‘An amazing moment’: Cougars enjoy big weekend at prestigious Penn Relays
BYU women’s distance medley relay team won by a landslide at the oldest and biggest track and field competition in the country
Continuing its exploits in the running world, the BYU women’s track and field team won the distance medley relay by a landslide last weekend at the prestigious Penn Relays, the oldest and biggest track and field competition in the country.
The DMR is a mix of four distances and a good measure of the depth and versatility of a school’s running program. Lauren Ellsworth-Barnes got things started by covering 1,200 meters in 3:18.22; she handed the baton to her sister, Alena, who ran the 400-meter leg in 53.63; she handed the baton to Claire Seymour, who ran 800 meters in 2:05.95; and Courtney Wayment, the two-time NCAA champion, ran the 1,600-meter anchor leg in a 4:32.39 (the rough equivalent of a 4:33 mile).
The Cougars finished with a time of 10:50.22, the third fastest time in Penn Relays history and seven seconds faster than the school record set 23 years ago. They won by more than five seconds. Their closest rival was runner-up Ole Miss in 10:55.61 and Indiana in 10:59.54.

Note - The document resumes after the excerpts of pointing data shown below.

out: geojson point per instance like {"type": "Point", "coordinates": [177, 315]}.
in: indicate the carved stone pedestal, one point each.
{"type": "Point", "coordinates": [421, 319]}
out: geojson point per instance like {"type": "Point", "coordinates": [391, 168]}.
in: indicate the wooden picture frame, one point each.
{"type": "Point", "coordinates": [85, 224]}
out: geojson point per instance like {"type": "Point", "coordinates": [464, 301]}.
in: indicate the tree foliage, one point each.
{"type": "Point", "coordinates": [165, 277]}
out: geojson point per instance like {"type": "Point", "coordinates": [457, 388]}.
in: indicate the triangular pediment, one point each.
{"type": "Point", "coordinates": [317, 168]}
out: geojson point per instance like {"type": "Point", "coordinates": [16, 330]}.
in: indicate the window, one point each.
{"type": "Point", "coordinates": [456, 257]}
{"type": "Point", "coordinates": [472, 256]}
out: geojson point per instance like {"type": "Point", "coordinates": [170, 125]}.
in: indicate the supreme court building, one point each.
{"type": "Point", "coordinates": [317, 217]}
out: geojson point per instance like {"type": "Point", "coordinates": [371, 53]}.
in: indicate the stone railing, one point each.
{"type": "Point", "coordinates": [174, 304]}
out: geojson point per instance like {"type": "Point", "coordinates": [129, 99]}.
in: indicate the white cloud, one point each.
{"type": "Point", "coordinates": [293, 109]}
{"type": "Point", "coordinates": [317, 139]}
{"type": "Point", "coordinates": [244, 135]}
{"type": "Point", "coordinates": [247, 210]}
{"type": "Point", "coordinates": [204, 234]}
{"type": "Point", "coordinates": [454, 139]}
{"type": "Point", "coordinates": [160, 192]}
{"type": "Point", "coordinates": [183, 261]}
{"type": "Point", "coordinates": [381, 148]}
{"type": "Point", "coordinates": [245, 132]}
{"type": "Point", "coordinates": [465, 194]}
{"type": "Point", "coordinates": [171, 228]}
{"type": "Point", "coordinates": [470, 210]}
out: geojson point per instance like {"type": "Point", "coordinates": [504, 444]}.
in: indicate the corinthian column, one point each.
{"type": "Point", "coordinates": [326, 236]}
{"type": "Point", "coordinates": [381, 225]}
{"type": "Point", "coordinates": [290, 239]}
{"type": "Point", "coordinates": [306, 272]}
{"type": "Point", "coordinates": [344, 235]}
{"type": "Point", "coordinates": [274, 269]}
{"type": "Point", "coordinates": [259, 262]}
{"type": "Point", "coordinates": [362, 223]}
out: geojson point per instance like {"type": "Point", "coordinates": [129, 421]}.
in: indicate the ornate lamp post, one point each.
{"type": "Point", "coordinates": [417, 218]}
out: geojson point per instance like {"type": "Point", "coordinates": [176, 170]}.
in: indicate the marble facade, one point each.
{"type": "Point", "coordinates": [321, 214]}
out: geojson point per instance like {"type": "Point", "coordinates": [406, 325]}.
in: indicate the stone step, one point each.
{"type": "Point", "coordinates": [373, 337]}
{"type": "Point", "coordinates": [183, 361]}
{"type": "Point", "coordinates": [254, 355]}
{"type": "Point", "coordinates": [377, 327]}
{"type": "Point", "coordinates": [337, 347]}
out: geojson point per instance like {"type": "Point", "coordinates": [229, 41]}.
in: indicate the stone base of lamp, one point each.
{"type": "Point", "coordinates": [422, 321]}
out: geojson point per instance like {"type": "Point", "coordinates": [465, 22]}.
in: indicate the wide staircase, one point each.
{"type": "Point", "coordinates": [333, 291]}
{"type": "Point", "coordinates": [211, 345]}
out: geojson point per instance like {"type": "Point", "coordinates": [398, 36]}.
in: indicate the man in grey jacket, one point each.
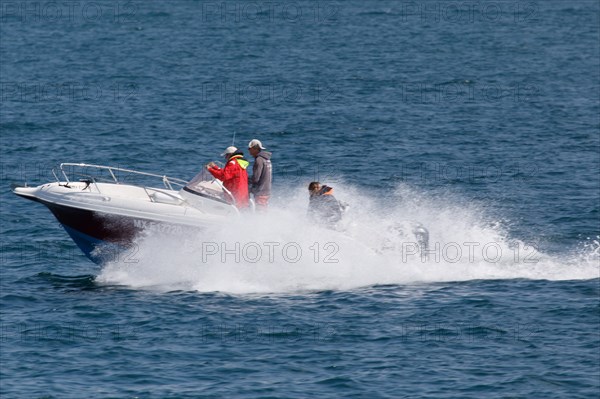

“That was an amazing moment for these women,” said BYU coach Diljeet Taylor. “They ran with such fire and passion, and I was so proud of the confidence they carried from the start.”

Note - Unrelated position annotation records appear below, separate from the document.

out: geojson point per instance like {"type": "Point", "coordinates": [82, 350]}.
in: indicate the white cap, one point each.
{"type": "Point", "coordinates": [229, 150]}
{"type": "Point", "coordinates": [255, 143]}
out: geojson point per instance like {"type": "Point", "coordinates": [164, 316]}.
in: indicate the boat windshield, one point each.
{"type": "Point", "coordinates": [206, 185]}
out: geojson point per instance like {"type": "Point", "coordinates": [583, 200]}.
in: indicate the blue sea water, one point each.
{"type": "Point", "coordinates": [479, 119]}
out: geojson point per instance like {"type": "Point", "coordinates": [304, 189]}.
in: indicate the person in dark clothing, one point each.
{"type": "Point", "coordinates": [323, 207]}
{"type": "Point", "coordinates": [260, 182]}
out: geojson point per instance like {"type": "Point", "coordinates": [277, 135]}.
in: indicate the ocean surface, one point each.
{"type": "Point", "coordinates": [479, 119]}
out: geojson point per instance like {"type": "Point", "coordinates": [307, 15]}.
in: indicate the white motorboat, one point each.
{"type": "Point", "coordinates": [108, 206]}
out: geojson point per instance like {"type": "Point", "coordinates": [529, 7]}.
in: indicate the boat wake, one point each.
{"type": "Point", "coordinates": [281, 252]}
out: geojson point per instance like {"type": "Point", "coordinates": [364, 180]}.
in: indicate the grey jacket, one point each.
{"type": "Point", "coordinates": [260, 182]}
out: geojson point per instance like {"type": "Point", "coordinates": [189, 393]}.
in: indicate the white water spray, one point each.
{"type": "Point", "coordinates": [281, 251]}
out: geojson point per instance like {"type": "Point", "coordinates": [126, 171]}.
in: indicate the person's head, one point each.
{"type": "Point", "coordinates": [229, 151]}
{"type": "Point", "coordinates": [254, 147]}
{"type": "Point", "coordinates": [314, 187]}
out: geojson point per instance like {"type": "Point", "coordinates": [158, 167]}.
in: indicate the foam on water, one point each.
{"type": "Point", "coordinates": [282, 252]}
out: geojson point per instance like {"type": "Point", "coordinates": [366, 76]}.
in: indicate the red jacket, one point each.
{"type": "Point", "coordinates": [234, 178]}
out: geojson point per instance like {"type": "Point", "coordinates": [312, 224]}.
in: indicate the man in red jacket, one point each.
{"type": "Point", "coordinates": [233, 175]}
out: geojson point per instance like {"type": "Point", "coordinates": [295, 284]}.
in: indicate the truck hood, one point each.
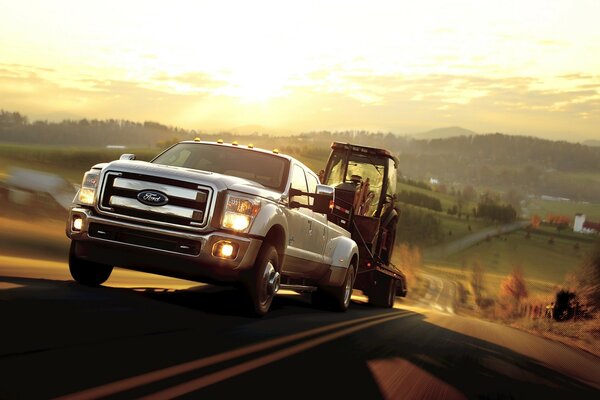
{"type": "Point", "coordinates": [221, 182]}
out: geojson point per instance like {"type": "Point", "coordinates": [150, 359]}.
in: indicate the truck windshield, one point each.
{"type": "Point", "coordinates": [263, 168]}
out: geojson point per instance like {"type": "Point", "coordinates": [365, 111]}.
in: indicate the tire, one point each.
{"type": "Point", "coordinates": [383, 292]}
{"type": "Point", "coordinates": [336, 298]}
{"type": "Point", "coordinates": [86, 272]}
{"type": "Point", "coordinates": [257, 283]}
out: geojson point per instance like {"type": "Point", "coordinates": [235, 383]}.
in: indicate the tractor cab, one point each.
{"type": "Point", "coordinates": [364, 179]}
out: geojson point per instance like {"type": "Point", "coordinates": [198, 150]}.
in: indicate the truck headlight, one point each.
{"type": "Point", "coordinates": [239, 213]}
{"type": "Point", "coordinates": [87, 193]}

The Cougars claimed their first wheel — the large, famous wood and bronze trophy that is awarded to the winners. It consists of an 18-inch bronze plaque mounted inside a large wooden wheel that is close to 3 feet tall.

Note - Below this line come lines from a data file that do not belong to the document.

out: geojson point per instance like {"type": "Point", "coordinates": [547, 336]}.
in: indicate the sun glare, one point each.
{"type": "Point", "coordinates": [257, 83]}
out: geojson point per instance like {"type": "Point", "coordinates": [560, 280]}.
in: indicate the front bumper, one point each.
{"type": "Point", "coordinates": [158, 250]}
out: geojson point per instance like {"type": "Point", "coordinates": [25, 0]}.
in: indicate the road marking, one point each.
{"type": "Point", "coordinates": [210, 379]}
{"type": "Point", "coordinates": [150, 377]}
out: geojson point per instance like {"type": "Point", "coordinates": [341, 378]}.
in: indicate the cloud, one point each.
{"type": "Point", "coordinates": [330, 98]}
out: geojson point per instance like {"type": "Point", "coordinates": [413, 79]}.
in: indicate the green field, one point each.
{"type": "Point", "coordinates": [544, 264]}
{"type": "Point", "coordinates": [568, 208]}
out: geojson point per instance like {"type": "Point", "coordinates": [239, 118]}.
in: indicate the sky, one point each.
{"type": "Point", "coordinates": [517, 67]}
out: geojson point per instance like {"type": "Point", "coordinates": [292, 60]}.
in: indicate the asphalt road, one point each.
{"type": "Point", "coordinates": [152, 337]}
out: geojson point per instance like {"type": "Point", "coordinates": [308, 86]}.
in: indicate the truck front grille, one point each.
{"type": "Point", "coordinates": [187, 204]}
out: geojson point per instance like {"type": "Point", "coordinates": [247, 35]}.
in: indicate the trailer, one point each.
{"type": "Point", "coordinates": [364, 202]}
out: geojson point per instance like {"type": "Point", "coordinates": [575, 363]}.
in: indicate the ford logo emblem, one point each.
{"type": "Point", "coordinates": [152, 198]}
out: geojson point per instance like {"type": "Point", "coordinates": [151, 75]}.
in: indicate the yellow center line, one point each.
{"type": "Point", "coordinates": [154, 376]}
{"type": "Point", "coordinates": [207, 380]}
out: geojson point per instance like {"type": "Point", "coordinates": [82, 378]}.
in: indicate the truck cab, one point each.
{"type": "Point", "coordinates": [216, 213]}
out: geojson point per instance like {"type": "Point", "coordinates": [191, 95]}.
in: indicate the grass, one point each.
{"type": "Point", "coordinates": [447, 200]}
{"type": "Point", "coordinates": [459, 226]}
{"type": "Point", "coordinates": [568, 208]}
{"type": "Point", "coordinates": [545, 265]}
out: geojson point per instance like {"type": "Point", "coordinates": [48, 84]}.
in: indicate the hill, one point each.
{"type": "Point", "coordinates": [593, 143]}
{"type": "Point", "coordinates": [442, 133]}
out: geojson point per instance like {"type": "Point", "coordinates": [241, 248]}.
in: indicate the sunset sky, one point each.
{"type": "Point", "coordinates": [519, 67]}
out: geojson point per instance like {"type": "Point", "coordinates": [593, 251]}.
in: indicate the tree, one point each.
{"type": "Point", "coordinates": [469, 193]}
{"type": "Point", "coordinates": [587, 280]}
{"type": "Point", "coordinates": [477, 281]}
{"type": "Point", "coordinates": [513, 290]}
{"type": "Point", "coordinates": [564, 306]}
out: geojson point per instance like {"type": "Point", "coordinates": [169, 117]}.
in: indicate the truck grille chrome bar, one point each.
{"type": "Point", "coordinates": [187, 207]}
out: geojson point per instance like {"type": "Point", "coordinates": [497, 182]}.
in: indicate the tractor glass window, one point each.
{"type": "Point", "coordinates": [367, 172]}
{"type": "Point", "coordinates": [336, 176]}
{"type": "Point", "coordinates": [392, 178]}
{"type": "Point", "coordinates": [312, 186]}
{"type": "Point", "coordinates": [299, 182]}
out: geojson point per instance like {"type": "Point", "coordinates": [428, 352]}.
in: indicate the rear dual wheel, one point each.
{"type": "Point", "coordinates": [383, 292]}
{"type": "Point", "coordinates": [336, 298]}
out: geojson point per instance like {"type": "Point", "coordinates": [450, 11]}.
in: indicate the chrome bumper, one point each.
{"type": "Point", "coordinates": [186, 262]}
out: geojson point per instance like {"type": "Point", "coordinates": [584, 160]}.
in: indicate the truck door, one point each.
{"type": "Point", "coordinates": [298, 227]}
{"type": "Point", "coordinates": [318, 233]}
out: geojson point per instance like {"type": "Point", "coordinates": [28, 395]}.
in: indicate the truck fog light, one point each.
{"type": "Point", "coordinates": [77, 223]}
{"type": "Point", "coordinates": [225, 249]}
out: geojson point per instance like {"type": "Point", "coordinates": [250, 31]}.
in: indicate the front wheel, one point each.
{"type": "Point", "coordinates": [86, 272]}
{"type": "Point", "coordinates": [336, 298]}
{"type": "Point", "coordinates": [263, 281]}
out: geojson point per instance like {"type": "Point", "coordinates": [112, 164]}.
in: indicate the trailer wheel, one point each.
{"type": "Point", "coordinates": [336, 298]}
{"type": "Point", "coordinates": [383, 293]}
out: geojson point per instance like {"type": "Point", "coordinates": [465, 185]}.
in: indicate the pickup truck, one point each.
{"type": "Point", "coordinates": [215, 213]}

The Penn Relays, held on Philadelphia’s Franklin Field, began in 1895 and has included countless Olympians and world record holders.
BYU also competed in the 4 x 800-meter relay, where things didn’t go as smoothly. The team of Meghan Hunter, Alena Ellsworth, Lauren Ellsworth-Barnes and Claire Seymour finished third with a school-record time of 8:28.24, but they were still left to wonder what might have been.
At the start of the third leg, Ellsworth-Barnes fell to the track as she received the baton from her sister Alena and later required two stitches to repair her foot, which was spiked by another runner. To the Cougars’ credit they recovered enough to get on the podium.
Penn State won the race with a time of 8:24.49, with Ohio State second in 8:25.04 and BYU third in 8:28.24 in a 12-team field.
The Cougars also placed fifth in the 4 x 1,500-meter relay. The team of Kate Hunter, Carmen Alder, Heather Hanson and Sadie Sargent was timed in 17:29.45.
The Cougars, who have become a powerhouse in middle-distance and distance running in recent years, also made their mark in individual races. Freshman Lexy Halladay won the steeplechase with a time of 9:59.27, and Carmen Alder was third in the 1,500-meter run with a time of 4:17.80 (teammate Kate Hunter was ninth in 4:21.34 and Heather Hanson 12th in 4:22.24.
“It was an incredible experience and these women will carry these memories with them for a lifetime,” said Taylor.
The BYU track team divided their ranks for the weekend. Much of the team traveled to Tucson for the Desert Heat Classic. Colten Yardley won the 400-meter hurdles with a time of 49.83, making him the fifth fastest in school history. Yardley also teamed with Jared Davis, Dallin Draper and Landon Maxfield to finish second behind Arizona State in the 4 x 100 relay with a time of 39.41.
The women’s team of Adaobi Tabugbo, Taye Raymond, Dolita Awala-Shaw and Annalise Hart placed third in the 4 x 100 relay. Their time of 44.68 broke the previous school record of 44.68 set in 2010.